Cultivation charge dropped as entry found illegal

Police have withdrawn a cannabis cultivation charge against a man whose house was illegally entered during a search and rescue operation.

Two Wanaka-based officers went to the defendant’s home on the night of November 23, 2015, after a friend reported  the man and his partner overdue from an overnight four-wheel-drive trip on the Old Man Range.

While searching the property for clues about the couple’s preparedness for a second night in the mountains, officers found a cannabis-growing operation in a spare room.

Defence counsel Fiona Guy Kidd told a pre-trial hearing in the Queenstown District Court this week the officers’ entry into the house, and the subsequent search, were unlawful.Therefore the evidence of cannabis cultivation, and a video interview with the defendant, were inadmissable in a trial.

The prosecution relied on section 14 of the Search and Surveillance Act, which gives police authority to enter a property or vehicle without a warrant when there are reasonable grounds to suspect a "risk to the life or safety of any person that requires an emergency response", and that entry is necessary to "avert the emergency".

The charge was withdrawn after three police witnesses gave evidence and Chief District Court Judge Jan-Marie Doogue conferred with Mrs Guy Kidd and prosecuting Sergeant Rob Mills.

Giving evidence, Sergeant Bruce Terry, of Cromwell, said he activated a search and rescue operation about 9pm, and two constables were sent to the defendant’s house tasked with gathering information about the couple’s intentions and equipment.

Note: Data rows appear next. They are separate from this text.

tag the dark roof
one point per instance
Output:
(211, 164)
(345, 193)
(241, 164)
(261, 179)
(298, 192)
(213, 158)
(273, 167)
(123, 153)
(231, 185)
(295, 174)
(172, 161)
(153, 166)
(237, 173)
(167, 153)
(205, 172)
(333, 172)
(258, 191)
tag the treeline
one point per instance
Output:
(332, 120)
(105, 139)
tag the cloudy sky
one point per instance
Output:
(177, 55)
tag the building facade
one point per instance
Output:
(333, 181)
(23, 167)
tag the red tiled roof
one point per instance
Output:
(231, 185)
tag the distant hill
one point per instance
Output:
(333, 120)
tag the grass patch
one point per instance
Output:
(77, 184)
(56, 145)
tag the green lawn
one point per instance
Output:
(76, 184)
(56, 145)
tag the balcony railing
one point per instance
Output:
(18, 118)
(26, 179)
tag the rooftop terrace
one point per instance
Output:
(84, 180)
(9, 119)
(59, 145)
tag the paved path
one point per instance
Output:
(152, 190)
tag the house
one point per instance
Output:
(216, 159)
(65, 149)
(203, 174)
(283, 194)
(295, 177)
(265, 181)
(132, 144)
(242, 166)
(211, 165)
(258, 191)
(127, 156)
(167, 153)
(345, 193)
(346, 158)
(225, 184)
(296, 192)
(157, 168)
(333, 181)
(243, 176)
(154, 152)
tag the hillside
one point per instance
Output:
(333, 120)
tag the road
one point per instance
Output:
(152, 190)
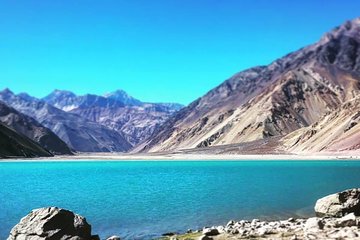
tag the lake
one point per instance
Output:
(143, 199)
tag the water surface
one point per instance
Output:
(140, 200)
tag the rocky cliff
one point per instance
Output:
(29, 127)
(78, 133)
(292, 93)
(13, 144)
(135, 119)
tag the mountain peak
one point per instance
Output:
(58, 92)
(6, 91)
(122, 96)
(350, 28)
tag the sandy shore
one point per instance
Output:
(191, 157)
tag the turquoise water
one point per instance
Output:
(140, 200)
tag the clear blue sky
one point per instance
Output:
(158, 50)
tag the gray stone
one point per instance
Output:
(347, 221)
(339, 204)
(51, 223)
(204, 237)
(210, 232)
(113, 238)
(313, 224)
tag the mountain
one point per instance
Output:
(78, 133)
(122, 96)
(13, 144)
(294, 92)
(68, 101)
(32, 129)
(118, 111)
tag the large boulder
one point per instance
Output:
(52, 223)
(339, 204)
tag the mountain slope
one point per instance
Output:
(13, 144)
(291, 93)
(118, 111)
(335, 132)
(80, 134)
(32, 129)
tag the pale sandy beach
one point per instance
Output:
(193, 157)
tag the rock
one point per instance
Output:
(313, 224)
(113, 238)
(52, 223)
(339, 204)
(230, 223)
(210, 232)
(347, 221)
(204, 237)
(169, 234)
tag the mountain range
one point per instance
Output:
(135, 119)
(88, 123)
(308, 98)
(304, 102)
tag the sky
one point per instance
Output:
(158, 50)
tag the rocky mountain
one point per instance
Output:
(123, 97)
(78, 133)
(118, 111)
(13, 144)
(32, 129)
(297, 91)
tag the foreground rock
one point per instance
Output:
(339, 204)
(337, 219)
(52, 223)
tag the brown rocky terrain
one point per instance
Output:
(29, 127)
(292, 98)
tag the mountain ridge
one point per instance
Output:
(80, 134)
(274, 100)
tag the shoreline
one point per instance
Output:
(187, 157)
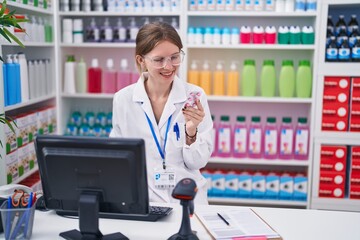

Search and rescue volunteers found the couple near their vehicle at 5.45am the next day. Constable Greg Nolet, of Wanaka, said the landlord "invited" him and his colleague into the house.

When the landlord opened the door to a spare room, he immediately smelled cannabis and felt heat radiating from inside.

He told the landlord they were invoking the Search and Surveillance Act to search the room without a warrant.

The room had a false wall made of plywood and a cut-out doorway covered by a blanket. Inside the chamber were 17 cannabis seedlings and five mature plants, with a combined weight of 954g, as well as heat lamps and extraction fans.

Judge Doogue said the prosecution could not rely on section 14, or common law powers, to justify the officers’ entry into the house.

The remaining issue was whether the landlord had given them "implied licence".

Mrs Guy Kidd said she would argue the officers had bullied the landlord into letting them in. They had entered the house unlawfully and  invoked another section of the Act, without reasonable grounds, to search the room without a warrant.

There had been no impediment to getting a warrant from a justice of the peace, and no reason to believe the evidence would be "destroyed, concealed, altered or damaged" unless they seized it immediately.

Justice Doogue told the defendant the two officers were "obviously worried about you and your partner" and the argument was about a technical illegality.

"I don’t want you to leave this courtroom with the perception that I’m critical of them."